一応、宗教批判という眼目としては、「現実」以外のところに精神的なものを設定してそこに逃げ込むこと、に対する批判が、テーマというか、ライトモチーフのように何度か出てくる本ではあるが、現実の選択に当たっては、そのようなことが書かれた本、として選ぶよりは、著者の評論集、と考えて選ぶような本だろう。
つまり著者のファンが買うような本。
基本的には著者の独善的罵倒芸を楽しむ本で、佐高信とか日垣隆とかの辺りを想定してもらうと、そういうものだと思う。
それで良ければ、読んでみても、というところ。
人気や知名度では両氏に遅れを取っているだろうが、それは多分に、新約聖書学という著者の専攻の故だと思うので、もう少し人気が出ても良い人だと私は思うし、興味があるのならば、手を出してみても良いのではないだろうか。
ただし、下巻の方はマタイ福音書に関して書かれているということなので、初めての人には、著者の専門であるそちらの方が、(合わなかった時の保険として)良さそうな気もするが、私はマタイ福音書に対する興味は余りないので、下巻は読まないかもしれない、というのが、読まずに薦める訳にもいかないので難しいところ。
興味があれば、手を出してみても良い本だとしておきたい。
ちなみに、確か呉智英が、吉本隆明についてマルクス主義に片足だけを突っ込んでいる(マルクス主義の地盤の上に完全に立脚している訳ではないから、両足でマルクス主義の上に立っている者との論争に強い)というようなことを書いていたと思うが、この著者についても、どうも私には、片足だけを突っ込んだキリスト教徒のような感じがする。

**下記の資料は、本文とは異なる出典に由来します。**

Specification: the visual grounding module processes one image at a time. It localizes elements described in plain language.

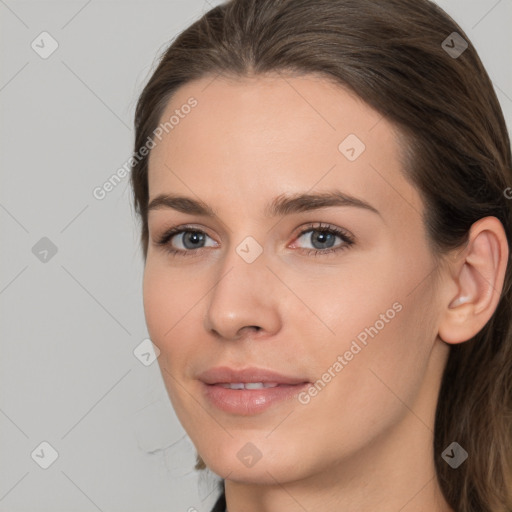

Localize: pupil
[183,231,204,249]
[312,231,335,249]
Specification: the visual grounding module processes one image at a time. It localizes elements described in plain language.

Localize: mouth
[199,367,311,416]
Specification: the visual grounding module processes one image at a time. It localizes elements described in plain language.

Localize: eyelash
[156,223,355,256]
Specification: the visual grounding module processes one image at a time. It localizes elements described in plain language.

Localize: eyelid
[156,222,356,256]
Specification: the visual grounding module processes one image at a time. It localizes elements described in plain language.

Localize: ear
[439,217,509,344]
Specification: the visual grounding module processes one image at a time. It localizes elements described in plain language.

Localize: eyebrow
[147,190,381,217]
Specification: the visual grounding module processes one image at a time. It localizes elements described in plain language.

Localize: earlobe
[439,217,509,344]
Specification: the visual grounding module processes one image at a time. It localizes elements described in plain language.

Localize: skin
[140,75,508,512]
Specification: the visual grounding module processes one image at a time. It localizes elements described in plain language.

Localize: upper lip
[198,366,308,385]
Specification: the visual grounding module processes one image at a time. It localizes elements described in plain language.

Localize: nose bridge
[205,237,279,339]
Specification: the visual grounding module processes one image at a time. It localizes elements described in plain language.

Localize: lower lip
[202,382,310,416]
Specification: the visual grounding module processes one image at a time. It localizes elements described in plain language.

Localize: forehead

(そのことが、宗教批判という点において、若干微妙な問題を生じさせる可能性はあるのかもしれないが、私はキリスト教徒ではないし、よく分からない)
もう一つちなみに、著者は、「しかも、エルサレムの市場管理者は、最高価格を押えることはせずに、購買量を制限しているのである」という文の意味がどうも通じないので、日本語で著されたこの本のこの部分が誤訳ではないかと疑ったと書いているが、この文章はそんなにおかしいだろうか?
可能性として、専門家である著者は大元の議論を知っていて、購買量ではなく桝目が、ごまかしのないように制限されていた、ということを、予め知っていたのではないだろうか。